District Attorneys are given funding for increased pay, the only people in the budget to receive such treatment. Do lawyers really need more money? The argument is to "retain experienced" employees. Apparently, Walker doesn't think we need to retain experienced nurses and teachers.

Our education system was supposed to be our vehicle for the future, and we all know it needs to be. What happened to that?

This budget may help fix the deficit, but it will not strengthen Wisconsin. We are taking money away from the engines of our state in order to give money to those who will sit on it. We need to fight for a strong education system and argue why those who benefit from the system and can afford to strengthen it must do so. Not all business leaders and rich people are ignorant, and many realize that such policies build a strong state which increases their ability to make money. Those people will gladly stay in Wisconsin and help to attract other like-minded individuals.

A budget is created around a set of priorities. Does Gov. Scott Walker's budget proposal truly reflect the priorities of Wisconsin?

Updated: (April 24, 11:12pm) Modified paragraph on Wisconsin charter schools, because I was incorrect in saying that Wisconsin charter schools don't hire certified teachers. According to the Wisconsin Department of Instruction, teachers at charter schools must be licensed. However, Walker's budget proposal will eliminate that rule, allowing charter schools to hire uncertified teachers. That's improving our education system.

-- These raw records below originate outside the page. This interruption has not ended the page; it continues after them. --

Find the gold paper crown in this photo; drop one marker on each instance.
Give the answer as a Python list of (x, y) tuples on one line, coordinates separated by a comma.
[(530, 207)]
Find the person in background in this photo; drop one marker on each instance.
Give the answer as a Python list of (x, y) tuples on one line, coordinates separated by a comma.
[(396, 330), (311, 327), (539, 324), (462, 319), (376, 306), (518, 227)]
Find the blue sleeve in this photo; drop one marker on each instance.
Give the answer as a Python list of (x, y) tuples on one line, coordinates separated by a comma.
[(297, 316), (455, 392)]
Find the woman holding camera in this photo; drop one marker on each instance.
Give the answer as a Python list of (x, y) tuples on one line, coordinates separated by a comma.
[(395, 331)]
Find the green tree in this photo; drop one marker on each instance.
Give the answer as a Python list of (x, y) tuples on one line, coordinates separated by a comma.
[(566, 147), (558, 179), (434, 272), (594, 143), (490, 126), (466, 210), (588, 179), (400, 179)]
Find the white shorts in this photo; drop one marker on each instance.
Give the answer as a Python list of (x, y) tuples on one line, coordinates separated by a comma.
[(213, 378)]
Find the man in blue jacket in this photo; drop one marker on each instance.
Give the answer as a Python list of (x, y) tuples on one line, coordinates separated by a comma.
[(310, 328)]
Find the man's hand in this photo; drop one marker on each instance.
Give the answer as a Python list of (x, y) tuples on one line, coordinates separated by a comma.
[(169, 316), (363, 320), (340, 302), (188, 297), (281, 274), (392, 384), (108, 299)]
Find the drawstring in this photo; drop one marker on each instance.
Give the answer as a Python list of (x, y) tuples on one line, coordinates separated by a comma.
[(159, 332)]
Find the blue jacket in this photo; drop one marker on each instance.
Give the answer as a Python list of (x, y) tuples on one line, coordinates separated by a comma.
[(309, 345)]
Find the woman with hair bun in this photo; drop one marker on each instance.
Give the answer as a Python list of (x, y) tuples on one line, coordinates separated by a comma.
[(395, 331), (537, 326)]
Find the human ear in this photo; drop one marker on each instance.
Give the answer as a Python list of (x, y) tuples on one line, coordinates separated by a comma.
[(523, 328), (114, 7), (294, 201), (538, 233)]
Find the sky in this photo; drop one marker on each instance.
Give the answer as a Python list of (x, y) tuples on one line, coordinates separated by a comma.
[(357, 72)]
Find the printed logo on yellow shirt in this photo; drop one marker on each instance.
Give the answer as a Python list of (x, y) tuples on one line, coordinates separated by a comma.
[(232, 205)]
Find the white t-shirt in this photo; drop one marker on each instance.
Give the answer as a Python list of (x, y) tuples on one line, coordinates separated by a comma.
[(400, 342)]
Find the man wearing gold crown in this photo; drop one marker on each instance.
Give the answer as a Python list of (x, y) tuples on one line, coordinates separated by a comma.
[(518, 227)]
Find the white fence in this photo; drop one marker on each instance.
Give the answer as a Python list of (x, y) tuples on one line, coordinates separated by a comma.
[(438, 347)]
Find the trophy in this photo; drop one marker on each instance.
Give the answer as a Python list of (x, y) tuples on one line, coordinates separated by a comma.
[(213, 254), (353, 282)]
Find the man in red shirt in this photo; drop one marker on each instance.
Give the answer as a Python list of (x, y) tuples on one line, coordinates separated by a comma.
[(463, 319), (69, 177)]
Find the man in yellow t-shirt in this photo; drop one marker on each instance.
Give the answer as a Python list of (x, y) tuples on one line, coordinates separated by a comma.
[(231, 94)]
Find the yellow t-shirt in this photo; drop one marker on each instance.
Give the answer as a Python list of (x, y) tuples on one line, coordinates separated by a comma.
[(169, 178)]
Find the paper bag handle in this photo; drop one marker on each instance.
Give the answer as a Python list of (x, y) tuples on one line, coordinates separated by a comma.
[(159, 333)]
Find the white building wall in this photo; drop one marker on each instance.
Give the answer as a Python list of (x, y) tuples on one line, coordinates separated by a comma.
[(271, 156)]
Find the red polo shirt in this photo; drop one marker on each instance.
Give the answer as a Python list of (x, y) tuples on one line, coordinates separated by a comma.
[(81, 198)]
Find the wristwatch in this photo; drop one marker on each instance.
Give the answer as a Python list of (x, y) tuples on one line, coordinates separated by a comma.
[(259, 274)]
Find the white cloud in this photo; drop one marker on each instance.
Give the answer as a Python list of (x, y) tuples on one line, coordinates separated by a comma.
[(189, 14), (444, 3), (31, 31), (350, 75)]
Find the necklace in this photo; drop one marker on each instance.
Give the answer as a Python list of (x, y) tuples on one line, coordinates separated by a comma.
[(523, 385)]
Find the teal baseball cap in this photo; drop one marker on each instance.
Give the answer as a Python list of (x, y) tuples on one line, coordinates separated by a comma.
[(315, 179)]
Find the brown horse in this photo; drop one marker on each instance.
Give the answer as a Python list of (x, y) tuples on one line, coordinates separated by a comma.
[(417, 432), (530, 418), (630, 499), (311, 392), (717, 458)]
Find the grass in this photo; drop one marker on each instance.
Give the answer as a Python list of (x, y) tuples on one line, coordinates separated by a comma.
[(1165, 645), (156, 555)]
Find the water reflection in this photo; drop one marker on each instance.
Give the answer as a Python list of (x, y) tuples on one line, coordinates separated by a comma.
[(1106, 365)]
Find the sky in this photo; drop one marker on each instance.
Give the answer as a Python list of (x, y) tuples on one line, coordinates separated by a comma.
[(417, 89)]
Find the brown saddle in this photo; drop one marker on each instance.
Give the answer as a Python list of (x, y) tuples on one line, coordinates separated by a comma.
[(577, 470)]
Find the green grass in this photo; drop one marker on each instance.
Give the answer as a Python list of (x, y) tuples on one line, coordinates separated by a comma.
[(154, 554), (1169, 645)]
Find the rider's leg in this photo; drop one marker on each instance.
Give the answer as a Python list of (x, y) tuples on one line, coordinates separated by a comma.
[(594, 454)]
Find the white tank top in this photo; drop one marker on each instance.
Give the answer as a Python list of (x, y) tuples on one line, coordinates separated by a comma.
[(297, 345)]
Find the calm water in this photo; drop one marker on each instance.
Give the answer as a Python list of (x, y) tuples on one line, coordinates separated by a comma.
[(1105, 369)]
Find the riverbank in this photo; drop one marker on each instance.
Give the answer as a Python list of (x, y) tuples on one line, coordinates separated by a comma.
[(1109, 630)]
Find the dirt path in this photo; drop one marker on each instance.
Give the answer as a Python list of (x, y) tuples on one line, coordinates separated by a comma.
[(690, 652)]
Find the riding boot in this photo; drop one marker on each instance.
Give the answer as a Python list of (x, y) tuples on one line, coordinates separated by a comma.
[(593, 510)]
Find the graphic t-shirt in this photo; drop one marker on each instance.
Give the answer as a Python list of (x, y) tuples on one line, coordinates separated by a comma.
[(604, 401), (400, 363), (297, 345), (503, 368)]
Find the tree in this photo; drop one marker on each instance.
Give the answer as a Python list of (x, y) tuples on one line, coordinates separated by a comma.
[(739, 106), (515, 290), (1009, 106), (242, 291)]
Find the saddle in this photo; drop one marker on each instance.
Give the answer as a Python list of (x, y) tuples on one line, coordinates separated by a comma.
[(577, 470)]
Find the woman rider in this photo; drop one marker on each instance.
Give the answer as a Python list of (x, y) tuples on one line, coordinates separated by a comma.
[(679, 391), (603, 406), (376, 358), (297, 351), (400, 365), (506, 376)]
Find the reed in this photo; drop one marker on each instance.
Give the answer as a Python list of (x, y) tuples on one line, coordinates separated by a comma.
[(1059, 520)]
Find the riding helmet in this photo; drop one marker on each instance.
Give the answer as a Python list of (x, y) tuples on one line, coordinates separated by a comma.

I've had a difficult time finding recent unbiased research on charter schools, but I did find this 2009 study by the University of Illinois-Chicago. (Forgive me for using a study from Illinois, but it appears as though UW-Madison hasn't done a study since 2004, nor has it done a study looking at these factors.) Some take-aways from the study:
  • Charter high schools enroll 6% to 7% fewer low-income students than neighborhood high schools. 
  • Neighborhood high schools limited-English-proficient student enrollments are more than double those of charter high schools.
  • Charter high schools enroll statistically significantly fewer students with special needs than neighborhood schools.
  • Fully 55% of Chicago Public School teachers hold Master’s degrees compared to 43% of charter teachers.
  • Chicago Public School teachers have, on average, 7.2 years more teaching experience than charter school teachers.
I did find a 2010 study of the Milwaukee charter schools, but the study brings into question it's bias when they specifically highlight "a few studies which are strongly positive" towards the performance of charter schools. Even though the study concludes very little difference between the performance of charter and non-charter schools, the study appears to be a bunch of guesswork, as is with most social science. I can't find any reason to give this study any authority. The previously mentioned study looks at several more factors using solid numbers, though it covers fewer years. It doesn't appear that Wisconsin has done a similar study, and that's unfortunate. We need such a study, because student performance is too difficult to meaningfully quantify in this way.

The CapTimes has an informative interview with a neuroscience entrepreneur-turned-teacher from New Glarus, Jon Joseph. They discuss things such as teacher workload, collective bargaining, and how we might improve our schools. Joseph's statements are rational and clear, and I think he has some very good ideas.